The gold market is struggling as it hovers near an important short-term support level around $2,750 an ounce, after the Fed kept interest rates unchanged and did not provide much information about its monetary policy easing cycle.
As widely expected, the Fed kept the federal funds rate unchanged in a range of 4.25% to 4.50%.
The central bank's monetary policy statement was largely unchanged from its December meeting, when the Fed signaled a shift toward an easing cycle through 2025, with just two rate cuts expected.
Following the Fed decision, gold prices fell below key support levels and are now trading near session lows.
One notable change in the monetary policy statement this time around is that the Fed appears to be more concerned about inflation. “Inflation remains elevated,” the January statement said, marking a change from the December statement, when the central bank acknowledged that consumer price pressures were moving closer to its 2% target.
Michael Brown, senior analyst at Pepperstone, said the statement showed the Fed, under Chairman Jerome Powell, was trying to buy time to maintain high flexibility as policymakers continue to assess the progress of reducing inflation and the resilience of the US labor market.
However, Brown also noted that the Fed is facing higher levels of economic uncertainty in 2025, which will increase market volatility.
“As a result, the Fed’s ‘safety cushion’ that has provided stability to risk assets over the past 18 months or so is now gone. The Fed’s support is being reduced each month as economic data remains solid.
This, coupled with greater uncertainty about monetary policy, could make stocks more volatile this year. However, with solid economic growth and continued expansion in corporate profits, the overall trend remains upward,” he said.
While the market still expects the Fed to cut interest rates twice this year, some analysts say January's cautious stance could make that expectation difficult to realize.
Paul Ashworth, chief North American economist at Capital Economics, said economic data over the next few months will play a key role in determining the Fed's easing path.
“We still expect the Fed to cut rates in March. However, that would require a significant downward revision to January’s weak jobs and inflation numbers,” he said.
“If the Fed does not continue to cut in the next few months, the window for further easing may close. While the market is still pricing in cuts in the second half of the year, we believe a series of tariffs could prevent that, as inflation could return to 3%,” he added.
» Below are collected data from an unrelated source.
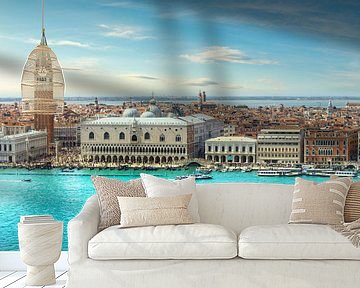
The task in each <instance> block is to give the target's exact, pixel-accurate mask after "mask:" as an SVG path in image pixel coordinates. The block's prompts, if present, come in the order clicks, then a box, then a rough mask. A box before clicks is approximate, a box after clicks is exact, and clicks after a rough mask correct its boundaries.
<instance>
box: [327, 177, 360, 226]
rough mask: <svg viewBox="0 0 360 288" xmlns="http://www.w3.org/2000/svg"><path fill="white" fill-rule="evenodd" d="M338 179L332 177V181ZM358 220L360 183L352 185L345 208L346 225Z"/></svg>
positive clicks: (346, 200) (350, 188)
mask: <svg viewBox="0 0 360 288" xmlns="http://www.w3.org/2000/svg"><path fill="white" fill-rule="evenodd" d="M338 178H339V177H338V176H334V175H333V176H330V179H338ZM358 219H360V181H356V182H353V183H351V185H350V189H349V192H348V195H347V196H346V200H345V208H344V221H345V223H350V222H353V221H355V220H358Z"/></svg>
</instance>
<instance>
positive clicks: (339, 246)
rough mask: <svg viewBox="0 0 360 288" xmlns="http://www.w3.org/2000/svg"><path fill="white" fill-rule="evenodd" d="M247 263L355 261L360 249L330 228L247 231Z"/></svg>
mask: <svg viewBox="0 0 360 288" xmlns="http://www.w3.org/2000/svg"><path fill="white" fill-rule="evenodd" d="M239 256H240V257H242V258H245V259H353V260H360V249H359V248H355V247H354V246H353V245H352V243H351V242H350V241H349V240H348V239H347V238H346V237H344V236H342V235H341V234H340V233H338V232H336V231H334V230H333V229H332V228H331V227H330V226H328V225H318V224H283V225H264V226H252V227H248V228H246V229H244V230H243V232H241V234H240V237H239Z"/></svg>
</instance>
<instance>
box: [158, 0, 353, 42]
mask: <svg viewBox="0 0 360 288" xmlns="http://www.w3.org/2000/svg"><path fill="white" fill-rule="evenodd" d="M154 3H156V4H158V6H159V7H160V6H161V10H162V11H164V12H163V13H166V12H167V11H169V13H171V12H172V11H174V10H176V9H180V7H181V8H183V9H184V7H185V9H186V8H189V9H192V10H193V11H195V12H197V13H198V18H201V19H202V20H206V21H212V22H222V23H229V24H233V25H239V24H241V23H247V24H255V25H257V26H261V27H263V28H267V29H276V30H278V29H279V28H280V29H281V30H283V31H284V30H285V31H286V30H287V31H289V32H290V33H294V32H295V33H297V34H302V35H311V36H315V37H320V38H323V39H329V40H332V41H337V42H339V43H341V44H342V45H343V44H344V41H345V43H347V44H349V43H350V44H355V45H356V46H357V47H359V46H360V33H359V31H360V22H359V13H360V2H359V1H357V0H346V1H342V0H333V1H329V0H316V1H314V0H301V1H299V0H286V1H284V0H268V1H265V0H241V1H236V0H223V1H216V0H207V1H193V0H183V1H181V6H175V4H174V3H173V2H170V1H169V2H166V1H160V0H157V1H156V0H154Z"/></svg>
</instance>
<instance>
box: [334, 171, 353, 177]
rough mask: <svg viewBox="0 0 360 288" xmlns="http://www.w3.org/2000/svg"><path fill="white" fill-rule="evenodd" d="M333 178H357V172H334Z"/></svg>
mask: <svg viewBox="0 0 360 288" xmlns="http://www.w3.org/2000/svg"><path fill="white" fill-rule="evenodd" d="M334 175H335V176H338V177H357V172H356V171H349V170H347V171H336V172H335V174H334Z"/></svg>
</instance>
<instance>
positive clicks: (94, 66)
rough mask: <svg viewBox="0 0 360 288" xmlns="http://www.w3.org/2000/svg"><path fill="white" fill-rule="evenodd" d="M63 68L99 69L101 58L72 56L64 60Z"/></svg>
mask: <svg viewBox="0 0 360 288" xmlns="http://www.w3.org/2000/svg"><path fill="white" fill-rule="evenodd" d="M61 64H62V66H63V67H62V69H63V70H64V71H82V72H91V71H98V70H99V66H100V64H101V60H100V59H98V58H94V57H82V58H71V59H67V60H65V61H63V62H62V63H61Z"/></svg>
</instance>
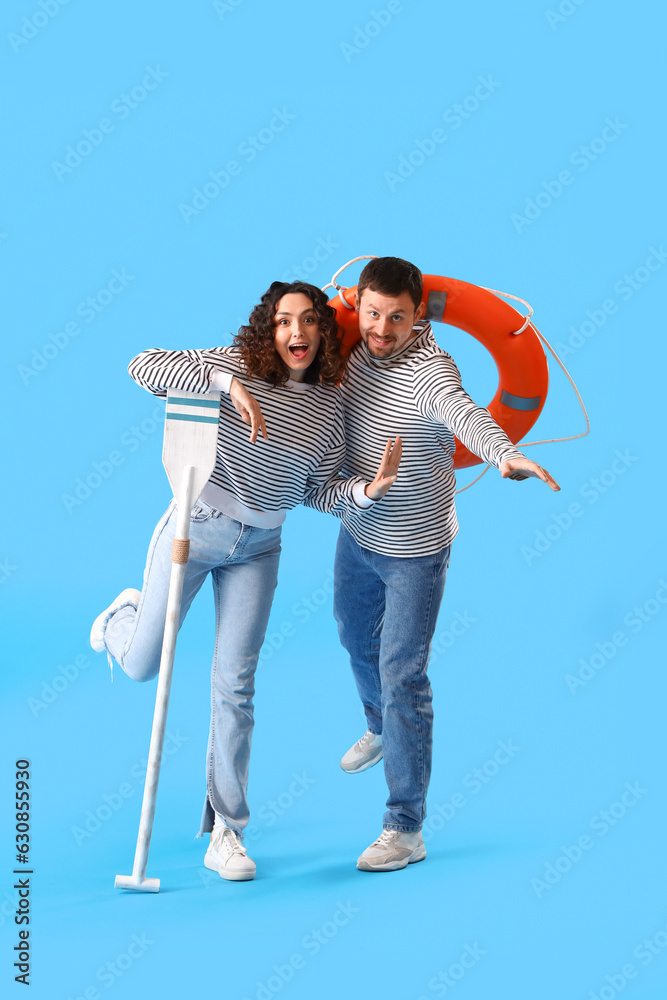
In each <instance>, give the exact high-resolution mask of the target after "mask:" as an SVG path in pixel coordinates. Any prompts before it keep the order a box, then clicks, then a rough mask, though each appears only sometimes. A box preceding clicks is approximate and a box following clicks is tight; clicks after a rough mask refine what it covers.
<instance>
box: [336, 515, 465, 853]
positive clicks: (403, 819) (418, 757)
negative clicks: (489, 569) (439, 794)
mask: <svg viewBox="0 0 667 1000" xmlns="http://www.w3.org/2000/svg"><path fill="white" fill-rule="evenodd" d="M450 553H451V545H446V546H445V547H444V548H443V549H441V550H440V551H439V552H436V553H435V554H434V555H430V556H417V557H415V558H412V559H410V558H408V559H404V558H399V557H397V556H385V555H381V554H380V553H378V552H372V551H371V550H370V549H365V548H363V547H362V546H361V545H359V544H358V543H357V542H356V541H355V540H354V538H353V537H352V535H351V534H350V533H349V531H347V529H346V528H344V527H341V530H340V535H339V536H338V546H337V548H336V560H335V564H334V615H335V618H336V621H337V622H338V633H339V635H340V640H341V642H342V644H343V646H344V647H345V649H346V650H347V651H348V653H349V654H350V660H351V664H352V671H353V673H354V679H355V681H356V682H357V690H358V691H359V696H360V698H361V700H362V702H363V705H364V709H365V712H366V719H367V720H368V728H369V729H370V731H371V732H372V733H382V750H383V754H384V773H385V778H386V781H387V787H388V788H389V798H388V799H387V812H386V813H385V814H384V822H383V826H384V829H385V830H402V831H405V832H407V833H413V832H415V831H417V830H421V827H422V823H423V821H424V818H425V816H426V792H427V789H428V783H429V779H430V777H431V755H432V746H433V708H432V693H431V685H430V683H429V679H428V674H427V667H428V659H429V655H430V652H431V640H432V639H433V633H434V631H435V625H436V621H437V618H438V611H439V610H440V602H441V601H442V595H443V593H444V589H445V577H446V575H447V567H448V566H449V558H450Z"/></svg>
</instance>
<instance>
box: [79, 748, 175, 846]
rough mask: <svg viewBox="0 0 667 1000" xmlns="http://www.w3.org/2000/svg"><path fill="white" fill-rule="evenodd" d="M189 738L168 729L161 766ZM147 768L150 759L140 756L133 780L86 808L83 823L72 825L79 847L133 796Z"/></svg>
mask: <svg viewBox="0 0 667 1000" xmlns="http://www.w3.org/2000/svg"><path fill="white" fill-rule="evenodd" d="M189 739H190V737H189V736H183V735H182V733H181V731H180V729H177V730H176V732H175V733H173V732H171V731H170V730H169V729H168V730H167V732H166V734H165V740H164V745H163V748H162V757H161V758H160V766H161V767H164V765H165V763H166V761H167V760H168V759H169V758H170V757H173V756H174V754H175V753H178V751H179V750H180V748H181V747H182V746H183V744H184V743H187V742H188V740H189ZM147 768H148V760H147V759H146V758H145V757H140V758H139V760H138V761H136V762H135V763H134V764H133V765H132V767H131V768H130V778H131V779H133V781H121V783H120V784H119V785H118V787H117V788H115V789H114V790H113V791H111V792H105V794H104V795H103V796H102V800H101V802H99V804H98V805H96V806H94V807H93V808H92V809H86V811H85V812H84V814H83V819H82V821H81V825H75V826H71V827H70V833H71V834H72V837H73V838H74V843H75V844H76V846H77V847H81V845H82V844H83V843H85V841H86V840H90V838H91V837H93V836H94V835H95V834H96V833H97V832H98V831H99V830H101V829H102V827H103V826H104V825H105V824H106V823H108V822H109V820H110V819H113V817H114V816H115V815H116V814H117V813H118V812H119V810H120V809H122V808H123V806H124V805H125V803H126V802H127V801H128V799H131V798H132V797H133V795H134V793H135V791H136V790H137V789H136V787H135V784H134V782H142V781H143V779H144V778H145V777H146V770H147Z"/></svg>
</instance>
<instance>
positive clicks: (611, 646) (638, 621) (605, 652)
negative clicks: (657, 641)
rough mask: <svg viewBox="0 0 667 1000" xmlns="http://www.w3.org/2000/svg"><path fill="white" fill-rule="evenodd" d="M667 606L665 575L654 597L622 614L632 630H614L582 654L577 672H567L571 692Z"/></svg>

Overall, gold futures for February delivery remain bullish and hold the advantage in the short term. Currently, buyers are aiming to push prices above the strongest resistance level at $2,826.30 an ounce. On the contrary, sellers want to push prices below the important support level at $2,700 an ounce.
Major overseas markets saw Nymex crude oil futures fall, trading around $73 a barrel. The yield on the 10-year US Treasury note is currently at 4.585% - up slightly after the FOMC statement.